I tried reaching Adeline but found yet another end. End, not dead end.
Adeline has been a dearest friend and I don't know how we became like this.
She is just one person who will never think any wrong of me and no one shares our oddness as much as the two of us.
The past two months was a tough period for me. It was dark and, was very dark.
I don't find myself telling anyone about my troubles most of the time. In fact, the more serious the problem, the more I won't talk. Maybe it is because most of the time, I am the pillar for my friends and I help them gain positive insights, and so I thought I shall not shake their faith.
But I think that this is also not very right for me, cos sometimes, I ought to let in some tenderness when I need it, cos after all, I am human too.

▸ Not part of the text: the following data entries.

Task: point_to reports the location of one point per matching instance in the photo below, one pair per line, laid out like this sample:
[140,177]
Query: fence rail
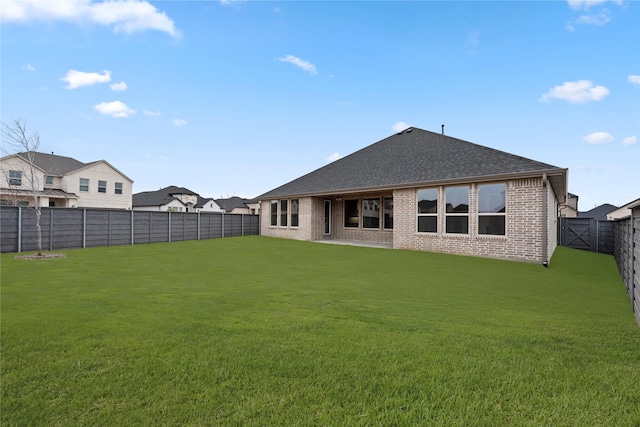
[84,228]
[586,233]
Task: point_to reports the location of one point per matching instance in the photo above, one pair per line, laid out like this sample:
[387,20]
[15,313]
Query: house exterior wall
[524,225]
[94,199]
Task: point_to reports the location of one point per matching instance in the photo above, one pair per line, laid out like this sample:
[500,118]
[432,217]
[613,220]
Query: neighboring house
[422,190]
[598,213]
[63,182]
[236,204]
[622,212]
[173,199]
[569,209]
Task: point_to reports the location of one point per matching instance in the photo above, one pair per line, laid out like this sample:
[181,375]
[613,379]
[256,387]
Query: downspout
[545,221]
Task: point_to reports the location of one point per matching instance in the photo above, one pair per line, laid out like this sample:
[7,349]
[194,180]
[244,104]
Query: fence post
[51,211]
[84,229]
[19,228]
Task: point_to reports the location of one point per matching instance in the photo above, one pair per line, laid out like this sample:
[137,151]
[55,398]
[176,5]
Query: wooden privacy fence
[586,233]
[627,254]
[84,228]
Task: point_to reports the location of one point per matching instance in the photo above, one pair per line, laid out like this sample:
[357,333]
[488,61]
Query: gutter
[545,222]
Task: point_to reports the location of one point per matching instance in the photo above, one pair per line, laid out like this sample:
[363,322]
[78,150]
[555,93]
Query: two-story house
[60,181]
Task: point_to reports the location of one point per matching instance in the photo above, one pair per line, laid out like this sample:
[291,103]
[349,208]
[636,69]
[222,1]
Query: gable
[415,157]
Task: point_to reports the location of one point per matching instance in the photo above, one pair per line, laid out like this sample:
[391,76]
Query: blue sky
[238,97]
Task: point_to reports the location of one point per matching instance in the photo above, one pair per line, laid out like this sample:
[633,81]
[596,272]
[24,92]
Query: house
[598,213]
[63,182]
[623,211]
[421,190]
[239,205]
[569,209]
[173,199]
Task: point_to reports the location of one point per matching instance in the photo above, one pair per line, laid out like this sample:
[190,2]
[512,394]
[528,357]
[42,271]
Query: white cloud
[598,138]
[334,157]
[76,79]
[118,87]
[586,4]
[125,16]
[400,126]
[633,79]
[114,109]
[598,19]
[577,92]
[301,63]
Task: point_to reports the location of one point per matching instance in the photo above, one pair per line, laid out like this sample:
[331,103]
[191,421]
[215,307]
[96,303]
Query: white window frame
[492,214]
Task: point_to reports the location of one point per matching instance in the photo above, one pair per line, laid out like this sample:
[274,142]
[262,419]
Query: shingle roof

What happened the past 2 months had permanent effect and was a setback in my life.
I am still grappling with it and am learning as I go along. Learning to trust life, learning to have faith in the midst of darkness and most of all, learning to maintain a positive outlook, although the latter is the most trying of all.
It is funny how life delivers its packages to me in bite-sizes.
The other day, I had an overwhelming wave of anxiety. All the thoughts about having to work and fend for myself, and to provide till I am old and grey, engulfed me.
I told myself not to frighten myself too much, cos many times, I may just be a tad too worrisome.
For now, I juggle with what I have in hand and shall trust that all will work out fine.